From O’Pake Fieldhouse to Pennsylvania Avenue

KU alumna Madison Stewart accepts a once-in-a-lifetime chance to intern at the White House.

Madison Stewart at White House

Clad in cap and gown, Madison Stewart ’18 may have been physically present in O’Pake Fieldhouse, but her mind was nearly 200 miles away, consumed with thoughts of her impending internship at the nation’s capital.

Stewart’s path to a position in the illustrious mansion at 1600 Pennsylvania Avenue, colloquially known as the White House, was unconventional in nature. A field hockey player by training, she soon identified the characteristic that would come to define her love for politics: a competitive spirit.

“I’m very opinionated,” Stewart acknowledged during a sit-down interview, noting that a drive to win made for a natural progression into the political realm.

From the Office of Communications tasked with overseeing presidential media relations, to the Office of National Drug Control Policy which resonated with a personal desire to resolve the ongoing opioid crisis, many White House offices appealed to Stewart. She ranked her top five, eagerly anticipating her assignment. Stewart finally received her commission once the rigorous process, in which approximately 150 students are selected from an impressive pool of more than 2,000, was completed. She was to report to the Office of Political Affairs (OPA), a small team characterized by profound knowledge of the U.S. political landscape and intimate relationships with key political players.

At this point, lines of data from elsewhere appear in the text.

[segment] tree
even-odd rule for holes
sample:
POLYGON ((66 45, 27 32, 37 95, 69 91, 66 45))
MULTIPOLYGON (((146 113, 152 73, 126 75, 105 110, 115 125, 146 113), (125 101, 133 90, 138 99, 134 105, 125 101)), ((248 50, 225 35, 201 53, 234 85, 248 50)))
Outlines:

While unable to disclose details of the office’s day-to-day operations, she nonetheless recounted the tale of one of her favorite moments during her White House Internship Program: conducting background research for the “Made in America” product showcase, which boasted such diverse American-made goods as Tennessee-baked sweets and aircraft carriers prominently stationed on the South Lawn.

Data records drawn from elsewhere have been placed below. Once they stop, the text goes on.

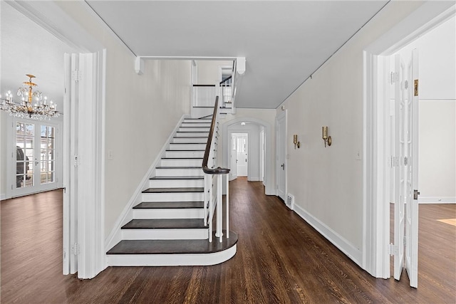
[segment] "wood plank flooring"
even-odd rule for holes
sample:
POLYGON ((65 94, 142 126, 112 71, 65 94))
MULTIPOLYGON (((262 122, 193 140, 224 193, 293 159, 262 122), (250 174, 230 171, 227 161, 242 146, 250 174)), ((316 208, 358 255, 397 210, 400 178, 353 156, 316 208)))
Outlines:
POLYGON ((361 270, 259 182, 230 183, 237 253, 213 266, 61 275, 61 191, 1 201, 1 303, 456 303, 455 204, 420 206, 418 289, 361 270), (443 217, 442 217, 443 216, 443 217))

“We had to compile lists of companies from each state that fit the guidelines, which was enlightening. You can learn a lot about a state from its homegrown businesses,” Stewart said. “It was a great experience to work with these companies.”

Stewart’s greatest takeaway from her White House Internship Program experience was the robust professional network she built with her supervisors and fellow interns. That network has since propelled her toward an exciting career in politics, so far including political field work in West Virginia during the 2018 election cycle, assisting the Speaker’s Office in the West Virginia House of Delegates during the 2019 legislative session and her current campaign position for the 2020 election cycle.

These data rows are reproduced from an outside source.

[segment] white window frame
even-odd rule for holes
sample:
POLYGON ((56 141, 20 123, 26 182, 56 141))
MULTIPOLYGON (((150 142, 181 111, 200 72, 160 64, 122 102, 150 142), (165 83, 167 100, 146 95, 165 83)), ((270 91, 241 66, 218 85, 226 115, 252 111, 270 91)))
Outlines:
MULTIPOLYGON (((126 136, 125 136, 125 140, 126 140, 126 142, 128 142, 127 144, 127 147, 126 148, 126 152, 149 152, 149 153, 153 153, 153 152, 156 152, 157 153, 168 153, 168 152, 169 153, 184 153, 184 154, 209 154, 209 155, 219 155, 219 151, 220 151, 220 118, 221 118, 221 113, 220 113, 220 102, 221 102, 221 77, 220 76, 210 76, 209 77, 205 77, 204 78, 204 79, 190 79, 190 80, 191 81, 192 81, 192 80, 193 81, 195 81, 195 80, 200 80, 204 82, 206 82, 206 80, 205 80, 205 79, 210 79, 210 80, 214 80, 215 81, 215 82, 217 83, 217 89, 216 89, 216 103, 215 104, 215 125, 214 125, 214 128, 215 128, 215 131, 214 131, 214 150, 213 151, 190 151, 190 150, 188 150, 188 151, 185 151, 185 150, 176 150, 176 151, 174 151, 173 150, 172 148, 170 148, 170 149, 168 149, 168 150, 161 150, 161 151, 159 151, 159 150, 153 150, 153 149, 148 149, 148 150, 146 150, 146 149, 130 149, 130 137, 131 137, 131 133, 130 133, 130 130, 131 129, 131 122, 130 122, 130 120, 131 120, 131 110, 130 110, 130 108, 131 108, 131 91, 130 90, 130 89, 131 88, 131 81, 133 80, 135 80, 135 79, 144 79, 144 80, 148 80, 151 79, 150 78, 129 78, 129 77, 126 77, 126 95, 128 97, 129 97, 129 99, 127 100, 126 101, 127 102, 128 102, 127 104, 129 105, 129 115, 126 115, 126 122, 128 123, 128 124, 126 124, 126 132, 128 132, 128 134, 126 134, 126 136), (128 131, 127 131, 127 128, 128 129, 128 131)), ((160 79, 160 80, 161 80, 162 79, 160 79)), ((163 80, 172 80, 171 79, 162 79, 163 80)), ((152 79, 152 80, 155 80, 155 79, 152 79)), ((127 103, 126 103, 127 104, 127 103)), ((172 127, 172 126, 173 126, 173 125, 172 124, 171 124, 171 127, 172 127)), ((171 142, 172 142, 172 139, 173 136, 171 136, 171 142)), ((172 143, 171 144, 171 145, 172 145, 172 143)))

Stewart said she owes a lot of her success to her KU family, which includes her professors, coaches and teammates. She smiled as she recalled how KU faculty helped her build confidence and gain experience outside of the classroom.

“I am beyond grateful to have had the opportunity to play collegiate (field) hockey,” Stewart said. “My KU coaches quickly became my biggest fans on and off the field. The first person I told when I got the news that I had been accepted into the internship program was Coach (Marci) Scheuing. There are so many good people at KU who go out of their way to support students; it’s amazing! I also got to perform research with Dr. (Steve) Lem and present it at the Midwest Political Science Association conference in Chicago last year. It was an intimidating but valuable experience getting to present research to political scientists and graduate students who were much more expert in the subject matter than I.”

Her advice to other students thinking about applying to the White House Internship Program is to be sure they take their time with the application. Stewart said that researching the offices she wanted to be in and knowing their role in supporting the President helped her be more specific during the application process. Her advice for students looking to attend KU and take up the political science major is to get involved outside the classroom and create a strong network with fellow students, faculty and members of the community. Stewart believes that internships are an excellent way to build a resume and that students should aim to diversify their experience, especially if they are unsure about what direction to take in their field.

“Your college years are so unique, and I think KU is a really conducive environment for students to grow as individuals. KU pushed me out of my comfort zone and challenged me to set my goals high,” Stewart said.

When asked where she saw her career taking her, Stewart beamed.

“I’m not entirely sure, but that’s the beauty of this dynamic field. I developed a deep appreciation for the state of West Virginia and I’d love to one day manage a statewide race there,” Stewart said. “Beyond that, I am inspired by the idea of playing a significant role in future presidential campaigns, maybe even the one of the first female president of the United States.”